Michiel avait seulement réussi à sauver son fils de 8 ans, Markian, atteint de tritanopie ( absence des récepteurs rétinaux au rouge ; cette couleur et ses nuances proches lui sont indétectables ).
Plus vulgairement dit, Markian est daltonien.

- Et après que tu lui ai fabriqué son talkie, Courtney a trafiqué les deux, je suppose.
Il tend son index vers moi en acquiescant.
- Je l'ai aidée avec mon Opérateur, j'ai réussi à avoir suffisamment de puissance pour installer un logiciel sur nos talkies, qui nous permet de communiquer ensemble, peu importe la distance qui nous sépare. Ça marche un peu comme des portables. Mais sinon, le reste c'est elle.
- C'est du génie, souffle Marie en se secouant pour se réchauffer.
- L'idée du p'tit panneau solaire à la place de l'écran pour avoir toujours la batterie pleine, c'est elle aussi, poursuit Michiel, plein de fierté.

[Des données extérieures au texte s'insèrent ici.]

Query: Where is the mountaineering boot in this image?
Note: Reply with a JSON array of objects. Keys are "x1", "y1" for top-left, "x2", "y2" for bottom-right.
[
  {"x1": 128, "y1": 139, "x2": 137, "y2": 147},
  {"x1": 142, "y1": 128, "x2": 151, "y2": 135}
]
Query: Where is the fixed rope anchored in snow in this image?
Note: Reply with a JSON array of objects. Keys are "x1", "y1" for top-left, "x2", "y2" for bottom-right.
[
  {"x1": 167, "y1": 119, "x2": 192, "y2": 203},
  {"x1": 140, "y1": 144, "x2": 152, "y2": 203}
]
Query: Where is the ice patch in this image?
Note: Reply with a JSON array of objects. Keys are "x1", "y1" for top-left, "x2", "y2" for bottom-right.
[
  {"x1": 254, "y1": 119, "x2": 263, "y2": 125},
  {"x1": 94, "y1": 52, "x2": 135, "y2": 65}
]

Mais il n'en dira pas d'avantage car nous sommes interrompus par notre groupe qui se met en marche.
Et la pluie torrentielle qui n'a fait que doubler d'intensité.
On ne sait pas où on va mais en tout cas, on y va de bon pied.
Quand je dévisage nos alliés, je lis la détermination dans leurs regards, l'envie de venger toutes ces morts injustes d'innocents.

À chaque pas, je trébuche dans une flaque d'eau boueuse.
Je finis avec le bas de mon pantalon dégoulinant d'eau sale sur le sol.
- Gabriel, tu es ailleurs, me fait remarquer Suzan.
Je ne réponds pas. Parfois le silence est la meilleure réponse qu'on peut donner.
J'ai peur. J'ai peur pour mes amis.
Certes, Michiel a eu de leurs nouvelles. Mais quelles nouvelles ? Comment ils vont, où ils sont ?
On ne sait rien.
Je me tourne vers Michiel et lui demande comment vont les autres.
- Anna et Tristan sont blessés, me crache-t-il.
Je lâche un cri et je me fige, Michiel semble tout de suite embarrassé. Son visage rond tourne au pourpre.
- Désolé, je voulais annoncer les mauvaises nouvelles tout de suite pour que tu puisses entendre le reste après mais en fait je viens de me rendre compte que j'aurai dû faire l'inverse...
- Si tu butes par rapport à l'ordre dans lequel tu dois annoncer les évènements, Michiel, c'est que ça ne doit pas être si grave, suggère Suzan calmement.
- Oui, c'est vrai, sourit timidement le concerné. En fait Courtney m'a raconté leur sortie du parking...
- Comment ils ont réussi à sortir du parking sans aucun mort ? je demande curieux.
Michiel a une toux nerveuse et reprend :
- Ils ont dû sacrifier les deux numéros de Courtney...
J'ai l'impression que mes jambes vont se dérober sous mon corps.
Je me rends compte que comme cet homme décédé fusil à la main au parking, nous ne savions rien sur nos alliés, ils n'étaient que des pions.
- Ils ont fait une ruse, continue Michiel, mais Courtney est dépitée. Elle est dans une phase de dépression assez importante. Ces deux numéros étaient pour elle comme des frères, elle les connait depuis si longtemps...

Je suis navré, j'ai envie de faire quelque chose, là tout de suite mais je sais que je suis aussi utile qu'un réverbère en plein jour.
Quelle méthaphore de qualité, ma foi.
- Je croyais que tout le monde avait survécu, dis-je.
- Moi aussi, répétèrent les autres en choeur.
Nous marchons longtemps dans un silence épais, pesant. Aucun n'ose relancer la conversation. Quelque part, c'est notre hommage...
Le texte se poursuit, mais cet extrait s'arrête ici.